Enhancement of oil repellency on hyperbolic microarrays by compressive bending of elastomeric films

Abstract

Applying elastic deformation to modulate the microscale surface shapes of films is an efficient way to prepare samples with various geometric designs. Tensile stress can be applied by stretching films, and it can increase the pitches of line arrays or the diameters of pillar arrays on a film surface. However, it is difficult to apply lateral compressive stress to films because films buckle during compression. In this study, we exploit bending to apply lateral compressive stress to the surface of a film. To accomplish this, we use arrays of microhyperbolic pillars or lines that have inversely tapered shapes in the upper region and widened bottoms. By using deformation of elastomeric films and a subsequent replication process, we fabricate microhyperbolic structures with decreased pitches and increased pattern heights.

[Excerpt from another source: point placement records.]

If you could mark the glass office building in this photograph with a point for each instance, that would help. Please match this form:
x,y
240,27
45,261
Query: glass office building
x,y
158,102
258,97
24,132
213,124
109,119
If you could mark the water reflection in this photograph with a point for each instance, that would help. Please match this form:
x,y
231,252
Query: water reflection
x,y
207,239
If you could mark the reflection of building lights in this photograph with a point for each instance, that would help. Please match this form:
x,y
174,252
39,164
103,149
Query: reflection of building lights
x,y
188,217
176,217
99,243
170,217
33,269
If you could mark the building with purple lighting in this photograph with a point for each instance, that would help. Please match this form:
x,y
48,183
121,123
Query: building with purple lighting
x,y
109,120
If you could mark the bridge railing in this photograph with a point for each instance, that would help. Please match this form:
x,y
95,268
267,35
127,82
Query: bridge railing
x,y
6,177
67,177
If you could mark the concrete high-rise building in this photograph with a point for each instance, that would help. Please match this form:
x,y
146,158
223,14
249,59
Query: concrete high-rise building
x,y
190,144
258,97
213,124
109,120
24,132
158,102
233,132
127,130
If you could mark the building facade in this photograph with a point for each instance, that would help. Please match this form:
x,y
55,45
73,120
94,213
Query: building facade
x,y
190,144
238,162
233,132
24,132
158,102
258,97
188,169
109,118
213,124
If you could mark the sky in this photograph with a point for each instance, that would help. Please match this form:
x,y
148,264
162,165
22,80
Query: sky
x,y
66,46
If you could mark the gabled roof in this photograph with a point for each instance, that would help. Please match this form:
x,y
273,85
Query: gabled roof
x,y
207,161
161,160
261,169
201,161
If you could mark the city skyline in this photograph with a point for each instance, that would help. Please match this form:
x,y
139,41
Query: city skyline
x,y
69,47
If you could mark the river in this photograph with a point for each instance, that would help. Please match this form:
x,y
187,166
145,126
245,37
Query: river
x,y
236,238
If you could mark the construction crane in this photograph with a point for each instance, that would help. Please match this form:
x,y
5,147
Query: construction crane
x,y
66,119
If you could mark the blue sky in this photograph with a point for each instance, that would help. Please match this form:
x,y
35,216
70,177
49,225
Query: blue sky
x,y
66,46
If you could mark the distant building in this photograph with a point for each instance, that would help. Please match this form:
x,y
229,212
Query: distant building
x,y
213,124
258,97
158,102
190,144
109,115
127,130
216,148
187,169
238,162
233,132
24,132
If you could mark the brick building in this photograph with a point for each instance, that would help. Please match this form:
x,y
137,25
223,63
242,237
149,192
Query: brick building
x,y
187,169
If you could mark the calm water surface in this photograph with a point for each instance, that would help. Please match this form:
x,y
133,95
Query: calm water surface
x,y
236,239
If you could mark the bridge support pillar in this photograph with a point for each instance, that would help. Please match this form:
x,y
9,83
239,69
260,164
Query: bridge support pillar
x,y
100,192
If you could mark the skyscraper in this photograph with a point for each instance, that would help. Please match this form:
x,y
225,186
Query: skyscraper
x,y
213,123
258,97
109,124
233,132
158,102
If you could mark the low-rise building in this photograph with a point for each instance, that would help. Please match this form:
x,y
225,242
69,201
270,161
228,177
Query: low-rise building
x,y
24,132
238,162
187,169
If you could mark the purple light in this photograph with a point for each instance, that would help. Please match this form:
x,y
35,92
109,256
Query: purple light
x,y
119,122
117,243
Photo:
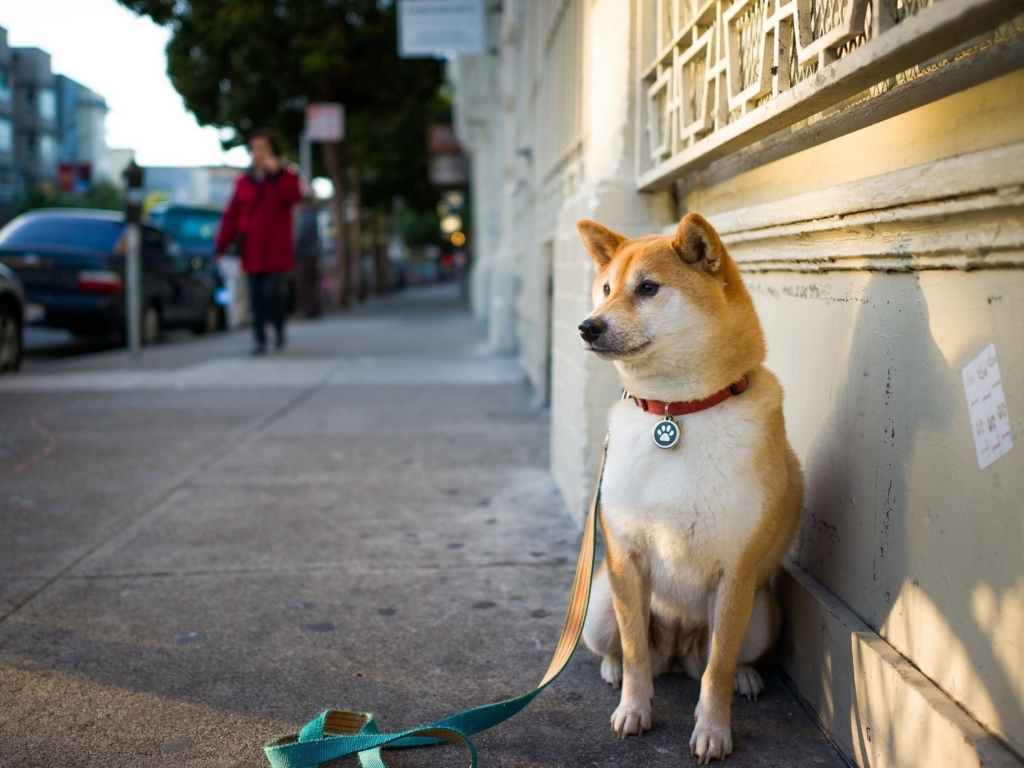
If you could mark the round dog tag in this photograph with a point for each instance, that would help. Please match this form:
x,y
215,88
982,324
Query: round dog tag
x,y
667,432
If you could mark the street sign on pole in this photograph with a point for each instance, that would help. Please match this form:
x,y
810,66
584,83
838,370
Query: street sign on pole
x,y
326,122
441,29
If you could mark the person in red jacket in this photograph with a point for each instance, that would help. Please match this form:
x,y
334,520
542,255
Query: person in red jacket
x,y
258,224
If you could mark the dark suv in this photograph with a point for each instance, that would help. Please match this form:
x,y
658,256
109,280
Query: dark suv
x,y
72,265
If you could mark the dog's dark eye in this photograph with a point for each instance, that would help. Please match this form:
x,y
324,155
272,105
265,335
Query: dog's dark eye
x,y
647,288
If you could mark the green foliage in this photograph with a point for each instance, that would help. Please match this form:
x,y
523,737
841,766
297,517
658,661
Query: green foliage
x,y
103,195
245,64
421,228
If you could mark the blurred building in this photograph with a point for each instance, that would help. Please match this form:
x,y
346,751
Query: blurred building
x,y
200,185
863,161
7,166
52,129
36,139
82,130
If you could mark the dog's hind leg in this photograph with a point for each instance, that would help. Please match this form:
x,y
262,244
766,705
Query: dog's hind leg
x,y
600,631
762,632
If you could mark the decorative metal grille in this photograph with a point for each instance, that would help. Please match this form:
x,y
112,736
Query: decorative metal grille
x,y
715,68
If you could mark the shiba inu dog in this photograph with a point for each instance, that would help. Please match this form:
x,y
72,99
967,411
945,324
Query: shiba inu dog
x,y
697,507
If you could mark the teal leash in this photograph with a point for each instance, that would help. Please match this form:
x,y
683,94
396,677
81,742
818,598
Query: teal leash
x,y
338,733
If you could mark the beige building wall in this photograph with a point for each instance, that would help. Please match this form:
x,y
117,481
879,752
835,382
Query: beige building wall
x,y
872,194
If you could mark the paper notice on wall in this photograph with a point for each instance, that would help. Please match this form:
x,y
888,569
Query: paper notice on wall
x,y
986,402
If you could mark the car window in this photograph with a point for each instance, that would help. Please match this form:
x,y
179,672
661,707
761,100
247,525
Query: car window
x,y
153,245
192,227
98,233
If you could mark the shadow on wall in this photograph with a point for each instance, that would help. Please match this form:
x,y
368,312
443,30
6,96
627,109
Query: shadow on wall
x,y
902,525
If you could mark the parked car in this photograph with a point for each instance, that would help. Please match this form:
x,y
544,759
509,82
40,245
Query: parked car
x,y
72,264
11,321
194,227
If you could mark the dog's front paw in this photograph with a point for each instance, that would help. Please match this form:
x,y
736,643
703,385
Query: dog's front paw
x,y
710,742
631,718
747,682
712,736
611,671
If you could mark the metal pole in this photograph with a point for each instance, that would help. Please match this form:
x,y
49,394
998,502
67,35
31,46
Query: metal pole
x,y
134,196
305,157
133,289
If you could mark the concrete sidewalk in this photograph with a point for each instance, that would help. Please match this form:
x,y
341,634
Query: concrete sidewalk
x,y
203,551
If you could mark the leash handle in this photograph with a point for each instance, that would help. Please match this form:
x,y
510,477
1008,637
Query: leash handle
x,y
337,733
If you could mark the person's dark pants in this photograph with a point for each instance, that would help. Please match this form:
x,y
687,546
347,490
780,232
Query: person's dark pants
x,y
266,298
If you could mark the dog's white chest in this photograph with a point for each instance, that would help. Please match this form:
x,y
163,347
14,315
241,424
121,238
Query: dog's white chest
x,y
690,508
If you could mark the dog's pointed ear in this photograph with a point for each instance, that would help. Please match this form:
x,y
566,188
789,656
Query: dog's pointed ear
x,y
600,241
698,244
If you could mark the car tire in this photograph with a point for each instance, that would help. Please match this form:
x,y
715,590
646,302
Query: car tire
x,y
151,326
210,322
11,347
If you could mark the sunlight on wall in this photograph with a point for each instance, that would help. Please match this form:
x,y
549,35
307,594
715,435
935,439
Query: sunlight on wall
x,y
1001,619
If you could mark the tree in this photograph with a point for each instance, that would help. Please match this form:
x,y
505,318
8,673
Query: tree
x,y
244,64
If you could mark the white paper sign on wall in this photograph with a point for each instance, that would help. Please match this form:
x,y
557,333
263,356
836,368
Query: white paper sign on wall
x,y
326,122
986,402
440,28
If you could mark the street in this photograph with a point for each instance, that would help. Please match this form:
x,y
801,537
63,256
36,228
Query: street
x,y
202,551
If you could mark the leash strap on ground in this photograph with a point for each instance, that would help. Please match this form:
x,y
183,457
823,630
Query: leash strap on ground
x,y
337,733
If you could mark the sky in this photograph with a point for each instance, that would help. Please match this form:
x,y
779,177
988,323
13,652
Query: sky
x,y
119,55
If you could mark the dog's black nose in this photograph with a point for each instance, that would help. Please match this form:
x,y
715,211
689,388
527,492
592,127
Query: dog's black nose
x,y
591,329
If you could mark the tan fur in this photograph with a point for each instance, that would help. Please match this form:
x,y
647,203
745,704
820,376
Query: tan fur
x,y
693,534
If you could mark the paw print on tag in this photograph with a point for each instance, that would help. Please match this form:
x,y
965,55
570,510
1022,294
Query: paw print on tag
x,y
667,432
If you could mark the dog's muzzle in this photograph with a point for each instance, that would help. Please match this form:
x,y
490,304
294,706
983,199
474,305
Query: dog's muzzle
x,y
591,330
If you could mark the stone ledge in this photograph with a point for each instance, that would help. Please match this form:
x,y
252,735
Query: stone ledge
x,y
878,709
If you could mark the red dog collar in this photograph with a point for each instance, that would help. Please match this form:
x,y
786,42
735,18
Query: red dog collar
x,y
680,408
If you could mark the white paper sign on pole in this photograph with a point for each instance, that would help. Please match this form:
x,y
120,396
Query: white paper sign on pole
x,y
986,402
440,29
326,122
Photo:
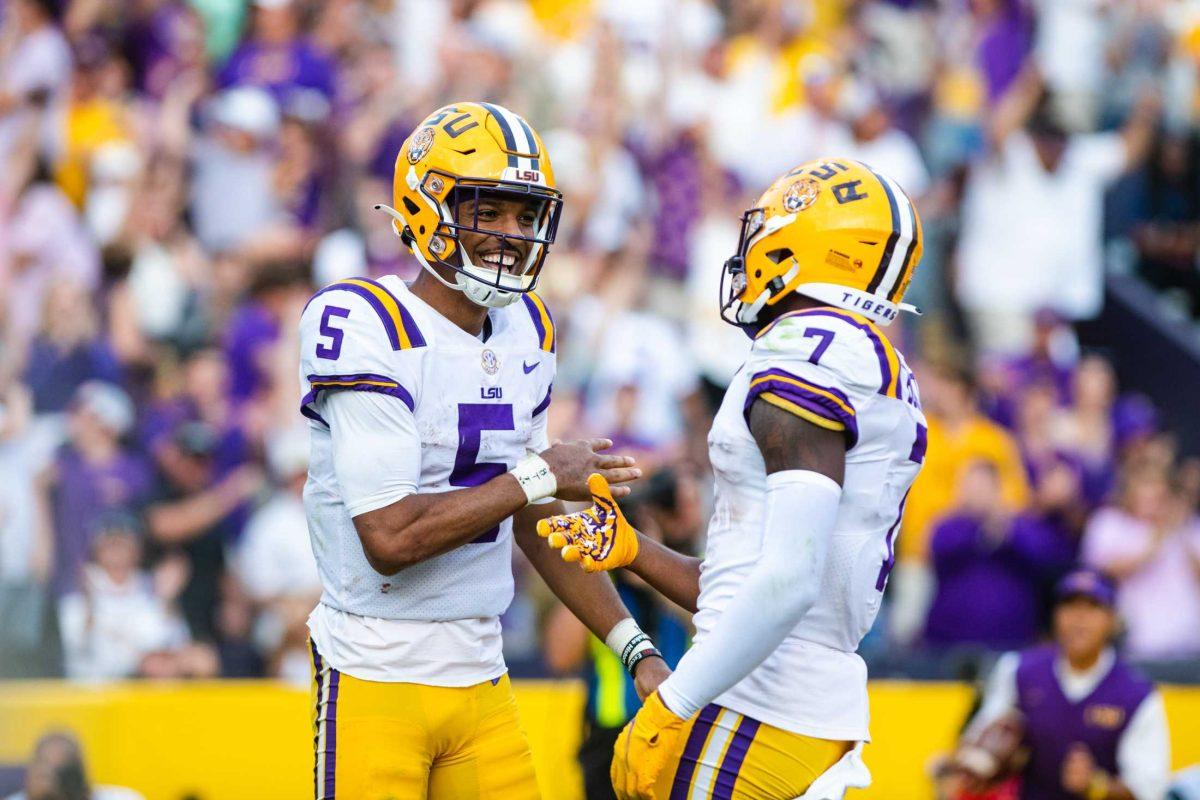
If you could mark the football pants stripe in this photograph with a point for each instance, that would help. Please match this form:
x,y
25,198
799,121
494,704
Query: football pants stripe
x,y
714,753
733,758
318,750
545,403
691,751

In addition, the deformation of microarrays by compressive stress can enhance oil repellency by increasing the sharpness of the inversely tapered shapes. Using this concept, we demonstrate the enhancement of oil repellency on patterned surfaces prepared by compressive bending of microarrays. Furthermore, we provide selective oil repellency by modulating the compressive stress on a single line array. The concept of compressive bending can be applied widely to decrease the dimensions of arrays and modulate surface shapes for greater oil repellency.